満ちる真新しい木の匂い、光に濡れた明るい板目。
壁に高く設けられた棚と、そこに並ぶ大小様々な壺。
ぷんと鼻を突く薬草の青さ。甘く、鼻腔をくすぐる梔子の匂い。そして。
「……大丈夫、ですか?」
ぼんやりとした意識の破片に触れる、穏やかな男の声。
だが、心配そうにこちらを覗く瞳を認めた瞬間、少女の顔色は青褪めた。
「張政、さま……」
忘れていた感覚が、熱を持って全身を駆け巡る。
嫌な汗が、その白い喉を伝った。
「も、申し訳ありません! わたし、い、居眠りを……っ!!」
思い出した。いや、それよりも、どうして忘れてなどいたのだろう。
自分を取り囲む書簡の山、散らばった筮竹の束。すべては、彼に教わるために訪れたのに。
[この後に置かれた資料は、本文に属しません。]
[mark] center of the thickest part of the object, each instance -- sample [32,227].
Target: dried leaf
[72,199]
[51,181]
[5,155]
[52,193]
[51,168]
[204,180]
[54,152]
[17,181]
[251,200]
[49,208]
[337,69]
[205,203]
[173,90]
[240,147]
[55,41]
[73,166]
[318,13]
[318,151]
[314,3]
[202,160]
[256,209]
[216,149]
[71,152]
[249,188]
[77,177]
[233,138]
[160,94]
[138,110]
けれど、慌てる少女とは対称的に、彼はゆったりとした笑みを零した。
「体調が、優れないのなら、無理をしては、いけませんよ」
少し訛った倭国の言葉で、張政は少女に語りかける。
そこに、彼女を咎める気配は微塵もなかった。それでも、陽衣奈としてはただ申し訳ないばかりで、自然、彼と目を合わせることさえ憚られる。その様子に、張政は苦笑を残したまま腰を上げた。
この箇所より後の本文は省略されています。